The big divide in the US is not so much between Republicans and Democrats as between people who invest and people who don’t. For a man of his means who is running for America’s second-highest office, Tim Walz is on the wrong side.
God forbid a leadership position go to someone not in the ownership class!
In 2022, 58 per cent of Americans owned stock, either directly or indirectly through mutual funds. Based on his 2019 financial disclosures and his 2022 tax filings, the Democratic vice presidential nominee is not one of them.
So? The average American, who has maybe a 401k and some options thru their company, still has more shared class interests with someone who owns no stocks whatsoever than with someone who doesn’t have to work for a living.
The rest of the article fails to load, but looking at the author’s other pieces, we see she thinks price gouging is a myth and that another recession might actually be a good thing. She’s either so out of touch she may as well be from outer space, a soulless corporate sellout, or intentionally writing ragebait with an economic coat of paint.

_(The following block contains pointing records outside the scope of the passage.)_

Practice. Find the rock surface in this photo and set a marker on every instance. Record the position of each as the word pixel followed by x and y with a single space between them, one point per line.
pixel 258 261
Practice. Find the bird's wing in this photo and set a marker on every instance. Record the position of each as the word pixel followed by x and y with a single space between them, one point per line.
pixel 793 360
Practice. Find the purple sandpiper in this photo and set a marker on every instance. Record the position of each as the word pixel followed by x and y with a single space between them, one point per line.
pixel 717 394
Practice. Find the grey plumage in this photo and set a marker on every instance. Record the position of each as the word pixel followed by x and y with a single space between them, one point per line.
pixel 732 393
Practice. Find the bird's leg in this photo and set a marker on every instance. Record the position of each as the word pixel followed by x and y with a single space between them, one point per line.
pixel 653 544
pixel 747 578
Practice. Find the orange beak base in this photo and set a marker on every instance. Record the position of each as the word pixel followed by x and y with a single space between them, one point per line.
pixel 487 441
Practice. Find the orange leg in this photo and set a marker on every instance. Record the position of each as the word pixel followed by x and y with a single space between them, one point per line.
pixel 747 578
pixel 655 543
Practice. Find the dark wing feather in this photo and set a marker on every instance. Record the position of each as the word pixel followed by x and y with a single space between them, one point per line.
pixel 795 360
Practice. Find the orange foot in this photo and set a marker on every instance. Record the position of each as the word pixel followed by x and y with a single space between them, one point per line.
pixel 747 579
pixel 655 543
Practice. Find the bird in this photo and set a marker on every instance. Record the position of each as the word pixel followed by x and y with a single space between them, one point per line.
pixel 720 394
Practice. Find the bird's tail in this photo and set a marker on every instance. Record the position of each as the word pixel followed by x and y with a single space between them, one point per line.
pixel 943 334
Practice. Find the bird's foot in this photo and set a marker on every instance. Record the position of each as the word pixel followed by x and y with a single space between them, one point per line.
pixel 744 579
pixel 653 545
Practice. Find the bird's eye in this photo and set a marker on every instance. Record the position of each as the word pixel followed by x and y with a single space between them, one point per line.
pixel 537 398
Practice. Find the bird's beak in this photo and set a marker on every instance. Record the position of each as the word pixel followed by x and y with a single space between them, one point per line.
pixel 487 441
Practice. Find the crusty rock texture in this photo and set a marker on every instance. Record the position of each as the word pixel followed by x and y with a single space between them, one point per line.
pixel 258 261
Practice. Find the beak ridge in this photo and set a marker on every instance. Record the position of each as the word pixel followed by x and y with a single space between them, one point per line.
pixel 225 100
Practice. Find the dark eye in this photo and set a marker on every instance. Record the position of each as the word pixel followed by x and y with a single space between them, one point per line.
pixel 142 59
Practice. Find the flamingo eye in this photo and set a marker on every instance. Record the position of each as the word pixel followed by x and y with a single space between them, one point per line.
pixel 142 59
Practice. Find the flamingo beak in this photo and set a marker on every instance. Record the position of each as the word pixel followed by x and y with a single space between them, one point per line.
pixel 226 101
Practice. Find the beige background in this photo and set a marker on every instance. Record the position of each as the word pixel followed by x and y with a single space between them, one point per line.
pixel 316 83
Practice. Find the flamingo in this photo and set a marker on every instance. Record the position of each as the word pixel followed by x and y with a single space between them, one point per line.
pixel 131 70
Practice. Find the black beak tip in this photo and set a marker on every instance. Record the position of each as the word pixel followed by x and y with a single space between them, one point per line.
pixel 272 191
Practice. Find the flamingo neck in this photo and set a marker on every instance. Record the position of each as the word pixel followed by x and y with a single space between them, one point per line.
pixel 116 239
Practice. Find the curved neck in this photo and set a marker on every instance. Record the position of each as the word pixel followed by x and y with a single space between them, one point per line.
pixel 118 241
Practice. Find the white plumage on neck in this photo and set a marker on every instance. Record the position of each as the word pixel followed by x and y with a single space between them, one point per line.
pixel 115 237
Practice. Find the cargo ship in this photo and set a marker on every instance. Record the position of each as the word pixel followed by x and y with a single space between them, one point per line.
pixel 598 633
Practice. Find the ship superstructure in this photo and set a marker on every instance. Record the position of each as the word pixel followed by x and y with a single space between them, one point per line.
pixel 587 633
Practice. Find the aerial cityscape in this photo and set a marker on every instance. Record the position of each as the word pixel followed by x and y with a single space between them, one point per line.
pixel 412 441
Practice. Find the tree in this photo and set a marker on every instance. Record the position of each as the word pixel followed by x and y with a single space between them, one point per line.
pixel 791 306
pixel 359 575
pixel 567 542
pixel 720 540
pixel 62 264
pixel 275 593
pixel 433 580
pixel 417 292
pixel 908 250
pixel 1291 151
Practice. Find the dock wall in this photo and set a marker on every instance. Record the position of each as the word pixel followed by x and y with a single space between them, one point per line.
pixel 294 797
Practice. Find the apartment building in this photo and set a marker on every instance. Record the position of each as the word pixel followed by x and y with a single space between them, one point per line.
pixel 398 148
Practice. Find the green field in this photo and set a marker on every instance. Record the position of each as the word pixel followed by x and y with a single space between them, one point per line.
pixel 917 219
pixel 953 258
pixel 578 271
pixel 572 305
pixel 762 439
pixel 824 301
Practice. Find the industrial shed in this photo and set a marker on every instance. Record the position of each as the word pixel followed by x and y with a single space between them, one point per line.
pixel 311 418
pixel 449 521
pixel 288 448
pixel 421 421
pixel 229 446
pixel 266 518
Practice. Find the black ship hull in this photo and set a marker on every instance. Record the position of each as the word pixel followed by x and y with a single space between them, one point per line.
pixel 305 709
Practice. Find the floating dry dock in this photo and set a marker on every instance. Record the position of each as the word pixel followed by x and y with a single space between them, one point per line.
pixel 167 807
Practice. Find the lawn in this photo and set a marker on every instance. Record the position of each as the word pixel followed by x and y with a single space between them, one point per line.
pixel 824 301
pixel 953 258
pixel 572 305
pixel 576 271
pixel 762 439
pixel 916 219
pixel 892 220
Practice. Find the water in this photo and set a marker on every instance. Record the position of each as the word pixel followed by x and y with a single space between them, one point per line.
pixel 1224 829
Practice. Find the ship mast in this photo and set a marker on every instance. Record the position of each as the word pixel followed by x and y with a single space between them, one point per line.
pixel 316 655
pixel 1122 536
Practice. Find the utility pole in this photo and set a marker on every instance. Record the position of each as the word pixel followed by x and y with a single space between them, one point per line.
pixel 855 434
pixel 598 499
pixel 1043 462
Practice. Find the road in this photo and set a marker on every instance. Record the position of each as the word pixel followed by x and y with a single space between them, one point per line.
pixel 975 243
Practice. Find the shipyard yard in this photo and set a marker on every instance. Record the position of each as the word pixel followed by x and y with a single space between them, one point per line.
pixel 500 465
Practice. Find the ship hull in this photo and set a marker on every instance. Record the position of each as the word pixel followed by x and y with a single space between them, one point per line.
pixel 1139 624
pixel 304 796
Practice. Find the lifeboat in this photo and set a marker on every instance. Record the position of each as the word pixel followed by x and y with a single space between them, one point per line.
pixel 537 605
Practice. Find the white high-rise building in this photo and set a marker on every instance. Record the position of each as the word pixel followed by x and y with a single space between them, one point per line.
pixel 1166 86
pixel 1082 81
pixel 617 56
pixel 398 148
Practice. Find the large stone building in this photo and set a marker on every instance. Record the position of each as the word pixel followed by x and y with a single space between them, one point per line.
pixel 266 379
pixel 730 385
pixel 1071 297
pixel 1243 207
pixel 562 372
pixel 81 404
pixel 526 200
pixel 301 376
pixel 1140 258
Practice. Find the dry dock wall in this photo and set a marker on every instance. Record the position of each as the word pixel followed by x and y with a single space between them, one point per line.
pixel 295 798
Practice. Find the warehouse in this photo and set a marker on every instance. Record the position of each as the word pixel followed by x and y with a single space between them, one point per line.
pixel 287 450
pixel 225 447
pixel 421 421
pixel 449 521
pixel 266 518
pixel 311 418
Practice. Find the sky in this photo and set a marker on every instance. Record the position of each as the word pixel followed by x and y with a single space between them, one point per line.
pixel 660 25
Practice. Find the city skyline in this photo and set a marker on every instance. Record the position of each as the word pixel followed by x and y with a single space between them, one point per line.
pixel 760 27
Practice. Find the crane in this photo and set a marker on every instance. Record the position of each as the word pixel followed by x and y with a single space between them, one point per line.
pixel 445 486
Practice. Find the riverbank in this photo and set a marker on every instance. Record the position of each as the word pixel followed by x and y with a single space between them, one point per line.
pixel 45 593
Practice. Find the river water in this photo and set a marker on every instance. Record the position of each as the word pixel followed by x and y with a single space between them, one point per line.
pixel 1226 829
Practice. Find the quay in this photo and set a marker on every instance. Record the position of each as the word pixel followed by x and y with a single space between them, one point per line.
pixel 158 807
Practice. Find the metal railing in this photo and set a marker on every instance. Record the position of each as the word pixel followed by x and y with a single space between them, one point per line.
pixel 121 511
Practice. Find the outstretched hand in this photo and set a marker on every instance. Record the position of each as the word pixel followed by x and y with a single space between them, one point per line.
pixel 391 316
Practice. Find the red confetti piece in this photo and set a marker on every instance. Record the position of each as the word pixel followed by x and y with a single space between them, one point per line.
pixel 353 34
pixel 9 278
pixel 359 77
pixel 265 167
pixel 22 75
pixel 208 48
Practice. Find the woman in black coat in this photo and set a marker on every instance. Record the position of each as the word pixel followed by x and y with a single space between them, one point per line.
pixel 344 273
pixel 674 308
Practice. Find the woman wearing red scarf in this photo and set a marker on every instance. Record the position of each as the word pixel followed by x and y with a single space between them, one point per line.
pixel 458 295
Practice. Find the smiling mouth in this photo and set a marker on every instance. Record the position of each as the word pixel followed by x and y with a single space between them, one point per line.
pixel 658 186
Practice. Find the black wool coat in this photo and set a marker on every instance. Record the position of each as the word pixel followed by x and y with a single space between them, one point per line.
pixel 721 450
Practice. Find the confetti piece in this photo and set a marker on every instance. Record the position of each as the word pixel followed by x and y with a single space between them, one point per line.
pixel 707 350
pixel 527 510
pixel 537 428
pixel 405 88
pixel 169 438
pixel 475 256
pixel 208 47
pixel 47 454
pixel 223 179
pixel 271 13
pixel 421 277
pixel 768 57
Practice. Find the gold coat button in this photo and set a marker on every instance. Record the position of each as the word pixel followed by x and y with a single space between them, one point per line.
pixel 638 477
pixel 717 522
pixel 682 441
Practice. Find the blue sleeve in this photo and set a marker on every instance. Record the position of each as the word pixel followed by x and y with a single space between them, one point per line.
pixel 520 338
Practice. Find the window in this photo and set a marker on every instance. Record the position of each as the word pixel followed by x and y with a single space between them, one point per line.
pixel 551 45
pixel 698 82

Publicly traded companies blow my mind a little bit.
It’s not enough to make steady, consistent profits. Give out reliable quarterly dividends and make it so your investors make their money back plus a little extra over time. Free money is not enough for the ownership class.
Growth isn’t enough either. Buying something for X and selling it for 1.1X so you make money even without a dividend isn’t enough for the investor class.
You have to grow infinitely. You have to grow faster than everyone else. You have to beat the projections. Make your product smaller and shittier & sell it for the same price. Lay off 10% of your workforce after record profits to cut costs. Force ads and subscriptions and data mining into every possible space. Undercut your smaller competitors until they fold, then jack up your prices. Break the law, fuck over your workers, buy out politicians, move your production lines to countries with no labor laws.
Being publicly traded actively rewards evil and anti-human behavior.